Agricultores independentes, cooperativas, pequenas e médias empresas privadas e trabalhadores autônomos passam a ser autorizados a comercializar produtos agrícolas, segundo uma norma publicada nesta quinta-feira 9 no Diário Oficial.
O Estado se encarregava da comercialização da grande maioria da produção agrícola, e permitia que os produtores vendessem diretamente apenas parte do excedente.
A partir de agora, o setor privado poderá atuar como intermediário entre os produtores e ter livre acesso aos mercados atacadistas e varejistas.

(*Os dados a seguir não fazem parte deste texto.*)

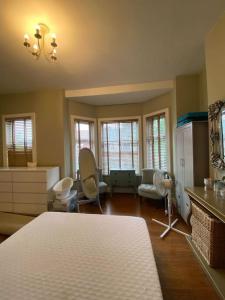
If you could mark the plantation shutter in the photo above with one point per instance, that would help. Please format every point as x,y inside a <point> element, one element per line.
<point>156,142</point>
<point>19,141</point>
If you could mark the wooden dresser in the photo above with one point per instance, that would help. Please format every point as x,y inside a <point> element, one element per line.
<point>191,161</point>
<point>211,206</point>
<point>123,178</point>
<point>27,190</point>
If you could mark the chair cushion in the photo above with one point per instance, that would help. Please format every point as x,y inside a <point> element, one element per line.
<point>102,187</point>
<point>148,191</point>
<point>10,223</point>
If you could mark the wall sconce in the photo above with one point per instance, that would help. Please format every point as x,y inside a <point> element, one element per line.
<point>39,46</point>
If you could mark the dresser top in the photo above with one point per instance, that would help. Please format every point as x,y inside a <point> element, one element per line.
<point>26,169</point>
<point>210,200</point>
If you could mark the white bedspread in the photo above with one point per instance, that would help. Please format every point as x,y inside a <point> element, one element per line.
<point>79,256</point>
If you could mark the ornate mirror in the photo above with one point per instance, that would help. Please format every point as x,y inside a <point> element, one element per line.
<point>217,134</point>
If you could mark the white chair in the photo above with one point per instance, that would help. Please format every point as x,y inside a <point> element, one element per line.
<point>64,195</point>
<point>88,181</point>
<point>148,188</point>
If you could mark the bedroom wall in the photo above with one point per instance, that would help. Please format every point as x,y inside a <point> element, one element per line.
<point>81,109</point>
<point>156,104</point>
<point>215,69</point>
<point>49,108</point>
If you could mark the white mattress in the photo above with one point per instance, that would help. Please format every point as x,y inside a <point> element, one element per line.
<point>79,256</point>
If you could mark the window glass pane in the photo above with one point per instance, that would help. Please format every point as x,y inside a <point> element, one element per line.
<point>19,141</point>
<point>156,142</point>
<point>126,146</point>
<point>104,150</point>
<point>120,147</point>
<point>113,145</point>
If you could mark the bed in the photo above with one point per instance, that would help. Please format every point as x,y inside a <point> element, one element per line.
<point>79,256</point>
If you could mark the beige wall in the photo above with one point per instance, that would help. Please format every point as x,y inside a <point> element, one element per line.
<point>187,94</point>
<point>215,61</point>
<point>81,109</point>
<point>215,68</point>
<point>49,111</point>
<point>203,93</point>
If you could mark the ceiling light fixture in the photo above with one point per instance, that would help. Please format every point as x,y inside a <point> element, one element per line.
<point>39,46</point>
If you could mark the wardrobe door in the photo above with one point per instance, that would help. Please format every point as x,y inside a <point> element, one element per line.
<point>188,171</point>
<point>188,157</point>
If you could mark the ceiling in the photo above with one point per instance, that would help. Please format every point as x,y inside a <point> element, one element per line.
<point>124,98</point>
<point>104,43</point>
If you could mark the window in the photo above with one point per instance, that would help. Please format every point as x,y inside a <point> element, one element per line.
<point>120,145</point>
<point>156,141</point>
<point>18,142</point>
<point>83,137</point>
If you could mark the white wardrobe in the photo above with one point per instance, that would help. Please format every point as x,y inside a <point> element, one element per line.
<point>192,162</point>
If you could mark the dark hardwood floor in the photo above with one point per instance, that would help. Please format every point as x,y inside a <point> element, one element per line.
<point>180,274</point>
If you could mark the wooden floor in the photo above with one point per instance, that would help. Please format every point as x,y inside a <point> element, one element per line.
<point>180,274</point>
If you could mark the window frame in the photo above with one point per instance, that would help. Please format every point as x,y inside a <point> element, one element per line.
<point>167,117</point>
<point>73,118</point>
<point>34,144</point>
<point>117,119</point>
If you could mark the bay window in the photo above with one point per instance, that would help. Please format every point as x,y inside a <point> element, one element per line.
<point>120,145</point>
<point>83,130</point>
<point>156,141</point>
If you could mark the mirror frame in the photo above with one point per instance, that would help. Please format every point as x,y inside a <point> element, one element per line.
<point>215,130</point>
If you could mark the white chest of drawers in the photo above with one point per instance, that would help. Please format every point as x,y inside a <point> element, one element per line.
<point>27,190</point>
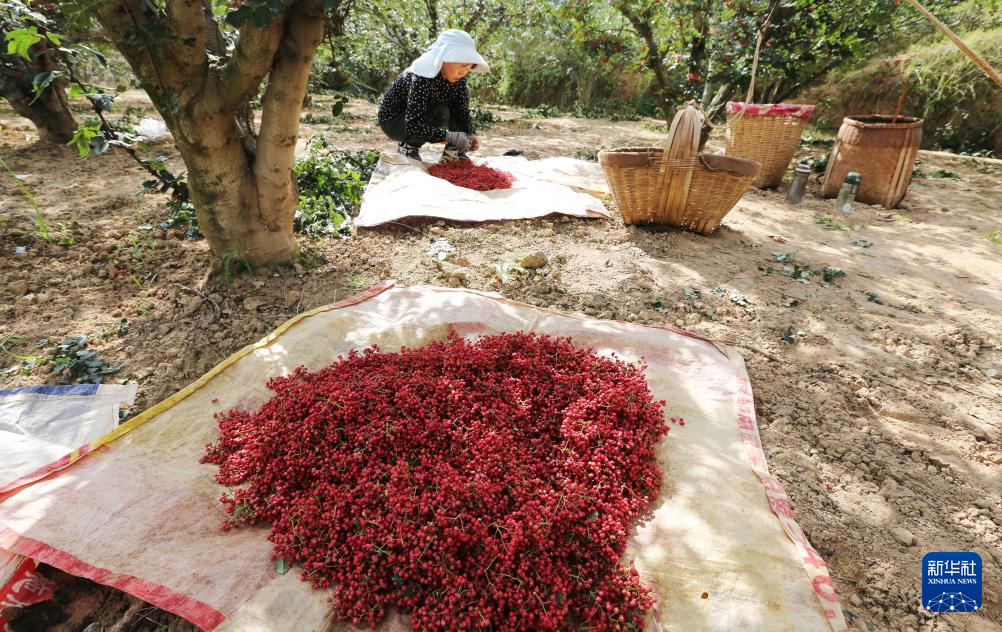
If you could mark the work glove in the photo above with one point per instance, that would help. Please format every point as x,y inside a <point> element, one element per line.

O Estado, no entanto, continuará a controlar os preços e as exportações.
A flexibilização acontece após uma queda de 52% da produção agrícola entre 2018 e 2023, segundo dados do Centro de Estudos da Economia Cubana da Universidade de Havana.
A ilha, de 9,6 milhões de habitantes, enfrenta há seis anos uma crise sem precedentes, resultado do endurecimento das sanções americanas, das fragilidades estruturais de sua economia centralizada e do fracasso de uma reforma monetária.
O governo cubano anunciou recentemente reformas que buscam maior abertura econômica. No mês passado, autorizou a criação de empresas mistas entre entidades estatais e atores privados locais.
Cuba também encerrou seu monopólio sobre a importação de combustíveis, o que permitiu às empresas privadas fazer importações diretas.
No mês passado, o governo também anunciou que a diáspora cubana, em particular os residentes nos Estados Unidos, poderá investir na ilha e ser dona de empresas privadas, sem definir, no entanto, um marco jurídico preciso.